Positive le reazioni della Federazione italiana dello Scoutismo. Il Jamboree2015, il ventitreesimo, ha dimostrato “l’energia degli scouts di tutto il mondo, il dinamismo del Movimento Scout ed il coinvolgimento in diversi ambiti”, ha aiutato a “conoscere culture e tradizioni e differenti modi di pensare”, ha fatto crescere l’armonia, che è “cultura di Pace, dove gli scouts di differente cultura, religione ed esperienze, vivono insieme, rispettandosi e aiutandosi vicendevolmente”.

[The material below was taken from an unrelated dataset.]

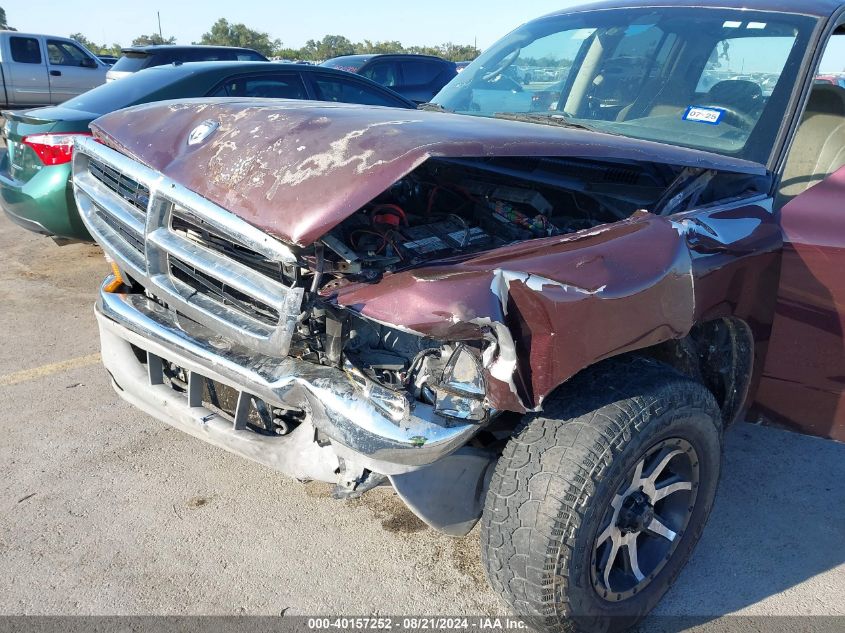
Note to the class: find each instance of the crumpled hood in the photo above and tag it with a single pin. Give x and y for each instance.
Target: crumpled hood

Al F.i.s., che riunisce gli scout cattolici dell’Agesci e quelli laici del Cngei, il compito di coordinare la presenza italiana.

Molto toccante la giornata del 6 agosto, dedicata alla Pace e al “ricordo dello scoppio della bomba atomica: alcuni gruppi e persone ci hanno inviato le loro gru. Un bel momento condiviso tra Giappone ed Italia”, fanno sapere dal Fis.

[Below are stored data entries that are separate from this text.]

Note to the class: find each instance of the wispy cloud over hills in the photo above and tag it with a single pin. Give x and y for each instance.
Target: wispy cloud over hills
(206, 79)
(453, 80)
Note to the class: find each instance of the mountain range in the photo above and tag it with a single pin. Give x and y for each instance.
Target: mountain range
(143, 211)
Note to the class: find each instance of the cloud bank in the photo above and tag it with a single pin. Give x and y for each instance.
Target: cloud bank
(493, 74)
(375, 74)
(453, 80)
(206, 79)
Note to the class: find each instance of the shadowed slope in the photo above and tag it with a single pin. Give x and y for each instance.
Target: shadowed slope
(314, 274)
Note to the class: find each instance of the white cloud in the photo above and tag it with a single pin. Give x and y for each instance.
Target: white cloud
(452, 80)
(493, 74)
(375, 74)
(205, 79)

Al termine dell’esperienza internazionale anche un momento tutto italiano, che è iniziato sulle note di “Spirit of unit”. “Ha mandato letteralmente in delirio gli oltre 1000 italiani presenti alla cerimonia – scrivono gli scout del Bel Paese sul loro diario di viaggio - dopo aver riso e scherzato ,aspettando l’arrivo degli altri reparti, è iniziata ufficialmente la cerimonia”.

Durante il momento tricolore non è mancato il discorso d’apertura da parte del presidente A.G.E.S.C.I Matteo Fanò, il quale ha parlato “del nostro ruolo al Jamboree ovvero quello di ambasciatori dello scoutismo italiano”, fanno sapere dal “diario di viaggio”.

“Dopo i due discorsi del capo A.G.E.S.C.I e della capo campo giapponese, i quali hanno mandato l’euforia degli italiani presenti a livelli stratosferici, c’è stato il discorso del capo contingente italiano Nicolò Pranzini il quale ha parlato inizialmente del’ attesa che era in ogni italiano e in seguito Nicolò ,aiutato anche da alcuni C.M.T, ha letto alcune frasi dette dai partecipanti appena scelti per partecipare al Jam e ciò non ha fatto altro che aumentare il livello d’euforia degli italiani”, raccontano ancora i seguaci di Baden Powell.

Nel “significato del Jamboree”, spiegano gli scout italiani, c’è forte il senso del “poter conoscere altra gente e capire il loro modo di vivere lo scautismo”.